As noted earlier, The J.M. Smucker Company's (SJM) low-profile status on Wall Street in no manner takes away from its solid business model, which is one reason I'm reiterating my buy rating for the company's shares, first recommended on May 29, 2009 at a price of $40.26. If you bought SJM in May, you're up an impressive 47%.J.M. Smucker's positives include diverse revenue streams in it spreads/foods businesses, and a star, national coffee brand (Folgers). Cost containment remains good. A tie-in with Wal-Mart (WMT) adds to the positive mix, and there's ample room to increase international sales, which accounted for only 11% of revenue in FY2009. The First Call FY2010/FY2011 EPS estimates for SJM are $4.08 to $4.31.

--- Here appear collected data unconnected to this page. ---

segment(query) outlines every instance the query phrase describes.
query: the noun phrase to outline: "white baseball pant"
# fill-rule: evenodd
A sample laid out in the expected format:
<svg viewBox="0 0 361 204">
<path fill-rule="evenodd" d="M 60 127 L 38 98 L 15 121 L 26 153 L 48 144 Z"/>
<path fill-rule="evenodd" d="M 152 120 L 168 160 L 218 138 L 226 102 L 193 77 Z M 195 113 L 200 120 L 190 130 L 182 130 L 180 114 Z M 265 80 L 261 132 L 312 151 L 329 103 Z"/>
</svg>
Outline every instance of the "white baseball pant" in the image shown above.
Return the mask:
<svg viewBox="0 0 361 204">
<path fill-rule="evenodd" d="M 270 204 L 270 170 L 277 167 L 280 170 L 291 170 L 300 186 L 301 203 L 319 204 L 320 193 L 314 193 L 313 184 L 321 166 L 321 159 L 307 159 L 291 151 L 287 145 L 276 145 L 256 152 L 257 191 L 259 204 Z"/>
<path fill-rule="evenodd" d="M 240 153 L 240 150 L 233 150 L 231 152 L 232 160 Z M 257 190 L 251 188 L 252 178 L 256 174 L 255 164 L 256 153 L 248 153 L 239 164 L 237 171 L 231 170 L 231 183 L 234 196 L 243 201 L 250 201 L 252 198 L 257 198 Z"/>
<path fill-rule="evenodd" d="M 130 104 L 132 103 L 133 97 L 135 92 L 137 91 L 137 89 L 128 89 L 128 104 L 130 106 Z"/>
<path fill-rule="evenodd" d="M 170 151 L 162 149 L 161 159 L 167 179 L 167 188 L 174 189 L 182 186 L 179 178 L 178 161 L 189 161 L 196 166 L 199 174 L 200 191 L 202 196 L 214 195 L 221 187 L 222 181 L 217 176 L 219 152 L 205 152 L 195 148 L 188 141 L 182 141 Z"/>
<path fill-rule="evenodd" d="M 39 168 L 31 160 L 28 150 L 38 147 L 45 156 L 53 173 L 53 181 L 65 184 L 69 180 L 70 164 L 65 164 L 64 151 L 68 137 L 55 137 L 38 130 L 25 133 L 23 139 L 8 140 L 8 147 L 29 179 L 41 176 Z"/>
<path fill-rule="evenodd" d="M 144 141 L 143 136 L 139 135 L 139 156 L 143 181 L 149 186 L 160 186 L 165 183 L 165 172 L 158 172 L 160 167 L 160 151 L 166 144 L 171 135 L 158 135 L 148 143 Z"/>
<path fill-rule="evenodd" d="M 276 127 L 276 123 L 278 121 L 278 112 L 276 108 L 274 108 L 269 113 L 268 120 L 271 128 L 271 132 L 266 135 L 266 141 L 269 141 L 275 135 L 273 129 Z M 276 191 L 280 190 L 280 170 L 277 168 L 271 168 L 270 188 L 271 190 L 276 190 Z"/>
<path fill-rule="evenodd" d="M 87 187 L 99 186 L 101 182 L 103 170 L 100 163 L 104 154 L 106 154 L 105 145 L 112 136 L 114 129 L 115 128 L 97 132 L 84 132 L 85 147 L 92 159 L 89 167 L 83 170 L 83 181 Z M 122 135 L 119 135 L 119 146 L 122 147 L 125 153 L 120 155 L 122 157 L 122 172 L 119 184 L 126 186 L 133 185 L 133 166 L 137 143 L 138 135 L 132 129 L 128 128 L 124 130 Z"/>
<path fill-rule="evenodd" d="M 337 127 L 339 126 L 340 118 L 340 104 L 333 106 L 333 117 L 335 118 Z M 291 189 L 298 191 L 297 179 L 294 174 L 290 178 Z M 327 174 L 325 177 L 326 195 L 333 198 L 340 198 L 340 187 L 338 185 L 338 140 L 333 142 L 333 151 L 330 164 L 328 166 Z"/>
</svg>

Techincally, J.M. Smucker's stock chart looks beautiful – an uptrend that recently gapped-up and has tested psychological resistance at $60. Short-term, SJM is slightly overbought, so wait for a pull-back to $55-57, to buy shares. And look for an SJM price north of $75 in 2010.
Stock Analysis: The J.M. Smucker Company is a moderate-risk stock. If you've already purchased the company's shares, hold them. If not, consider buying a 25% position in SJM on a pull-back to $55-57, if given the chance; keep in mind that SJM may not retreat to that level. Then buy another 25% in one month, if U.S. economic conditions don't worsen substantially. Under any circumstance, don't buy more than 75% of your SJM position before February 2010. Sell/Stop Loss if you were to buy shares in this company: $39.
Disclosure: Lazzaro has no positions in stocks, but does own shares in two Pimco Bond Funds: PHDAX and PYMAX.